Living for the moment has become second nature. Easy.
Maybe I should give a TED presentation. Seminars on TV at 4:00 am.
The brisk autumn air wafting with alcohol fuel, roasted peanuts, metallic brake dust and cigar smoke. I miss the stock car races on the old quarter mile asphalt track. I would wait out in the driveway for Uncle Morgan to pick me up. Phillips Field was probably six or seven miles away but I could tell by the sound if it was a six cylinder Chevrolet engine or a V-8 warming up. I'm pretty sure I could tell the difference today.
Standing in line with my mom I could hear the band warming up inside the Armory. Yeah, I was embarrassed to be standing there with her but I was only eleven years old.
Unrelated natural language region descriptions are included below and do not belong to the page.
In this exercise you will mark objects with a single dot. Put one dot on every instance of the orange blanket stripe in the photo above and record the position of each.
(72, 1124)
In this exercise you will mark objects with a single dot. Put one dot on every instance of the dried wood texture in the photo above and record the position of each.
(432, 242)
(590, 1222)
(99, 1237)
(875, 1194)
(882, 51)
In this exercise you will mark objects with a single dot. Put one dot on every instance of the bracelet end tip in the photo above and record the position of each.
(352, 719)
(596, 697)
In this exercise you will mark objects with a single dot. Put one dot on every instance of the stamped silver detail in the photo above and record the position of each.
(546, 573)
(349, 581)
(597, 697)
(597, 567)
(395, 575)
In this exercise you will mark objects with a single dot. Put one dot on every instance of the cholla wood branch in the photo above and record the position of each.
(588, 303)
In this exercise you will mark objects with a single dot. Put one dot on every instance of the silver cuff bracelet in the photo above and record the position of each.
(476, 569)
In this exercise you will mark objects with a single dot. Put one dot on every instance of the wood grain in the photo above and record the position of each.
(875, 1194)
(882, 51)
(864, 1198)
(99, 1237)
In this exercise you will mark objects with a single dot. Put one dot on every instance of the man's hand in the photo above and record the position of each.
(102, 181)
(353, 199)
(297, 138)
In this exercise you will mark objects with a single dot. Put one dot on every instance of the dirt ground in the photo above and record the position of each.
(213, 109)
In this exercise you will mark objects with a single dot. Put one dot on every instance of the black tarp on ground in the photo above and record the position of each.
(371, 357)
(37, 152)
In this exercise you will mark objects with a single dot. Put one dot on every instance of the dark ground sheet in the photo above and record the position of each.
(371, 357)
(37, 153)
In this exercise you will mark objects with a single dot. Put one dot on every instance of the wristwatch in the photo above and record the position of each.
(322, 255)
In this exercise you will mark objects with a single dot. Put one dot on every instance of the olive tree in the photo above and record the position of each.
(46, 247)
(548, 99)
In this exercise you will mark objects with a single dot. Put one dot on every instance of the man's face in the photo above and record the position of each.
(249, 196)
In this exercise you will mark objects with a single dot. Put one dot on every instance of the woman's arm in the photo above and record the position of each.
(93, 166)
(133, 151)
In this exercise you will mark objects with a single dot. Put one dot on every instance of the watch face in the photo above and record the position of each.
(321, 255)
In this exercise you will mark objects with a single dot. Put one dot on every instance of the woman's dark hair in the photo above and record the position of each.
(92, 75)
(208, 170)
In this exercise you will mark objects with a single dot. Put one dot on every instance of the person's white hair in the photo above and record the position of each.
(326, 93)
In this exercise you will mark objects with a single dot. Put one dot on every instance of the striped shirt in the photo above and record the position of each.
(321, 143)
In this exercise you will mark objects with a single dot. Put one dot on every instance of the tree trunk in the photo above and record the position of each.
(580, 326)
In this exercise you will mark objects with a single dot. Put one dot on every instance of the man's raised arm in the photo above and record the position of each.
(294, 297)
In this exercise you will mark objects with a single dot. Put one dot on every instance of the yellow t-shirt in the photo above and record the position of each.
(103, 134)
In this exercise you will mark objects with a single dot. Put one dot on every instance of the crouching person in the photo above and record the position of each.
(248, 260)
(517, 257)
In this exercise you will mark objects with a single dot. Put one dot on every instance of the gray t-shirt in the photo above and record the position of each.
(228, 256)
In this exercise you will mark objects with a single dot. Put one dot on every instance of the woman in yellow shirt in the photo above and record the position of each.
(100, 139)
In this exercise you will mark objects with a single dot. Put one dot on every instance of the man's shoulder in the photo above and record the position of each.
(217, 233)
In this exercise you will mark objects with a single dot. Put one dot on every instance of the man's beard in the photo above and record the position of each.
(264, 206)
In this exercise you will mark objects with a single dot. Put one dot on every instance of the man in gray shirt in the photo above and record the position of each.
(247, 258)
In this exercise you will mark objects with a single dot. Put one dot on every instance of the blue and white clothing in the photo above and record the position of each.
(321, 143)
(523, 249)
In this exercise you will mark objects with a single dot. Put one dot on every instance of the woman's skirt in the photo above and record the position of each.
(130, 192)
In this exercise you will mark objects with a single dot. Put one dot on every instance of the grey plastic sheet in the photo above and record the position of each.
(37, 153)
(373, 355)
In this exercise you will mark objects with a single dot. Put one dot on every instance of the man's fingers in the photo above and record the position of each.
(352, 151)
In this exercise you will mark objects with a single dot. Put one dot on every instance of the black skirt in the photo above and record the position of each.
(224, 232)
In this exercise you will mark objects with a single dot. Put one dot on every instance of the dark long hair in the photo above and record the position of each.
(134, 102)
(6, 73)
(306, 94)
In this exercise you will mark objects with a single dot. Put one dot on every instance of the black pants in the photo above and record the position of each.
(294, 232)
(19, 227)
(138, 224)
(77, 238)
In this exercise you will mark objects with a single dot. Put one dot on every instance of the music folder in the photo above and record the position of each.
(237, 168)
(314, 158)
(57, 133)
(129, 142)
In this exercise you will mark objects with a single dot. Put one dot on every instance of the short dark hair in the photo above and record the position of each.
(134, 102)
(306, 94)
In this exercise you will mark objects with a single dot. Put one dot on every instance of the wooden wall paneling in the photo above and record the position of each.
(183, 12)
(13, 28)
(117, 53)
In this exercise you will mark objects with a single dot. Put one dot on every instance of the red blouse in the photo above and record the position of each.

We were waiting to pay a buck to get our tickets to see Sam Cooke. Oh, he had some support on the bill. Little Willie John. LaVern Baker. Hank Ballard & the Midnighters. Marv Johnson.
The memories are fading a little in detail now. It's not so much that I'm forgetting anything. It has more to do with all the newer memories piled on top.
I've got stories for you. I've known love. I have memories.
When the wagon comes, I'm driving. All the tattoos in the world won't get you into heaven and I'm surely not paying a stranger to burn me with hot needles. I'm pretty sure that I know who I am. If I weren't so lazy I would dazzle you with melodies that would make you tear up before the bridge. In fact, I'm so shiftless that lots of my major works don't have bridges.
We live for a little while and we're gone. They're not gonna remember anything but the love. That Land Rover? Rust waiting to happen.
Horses with short noses and cards that were good, but never good enough.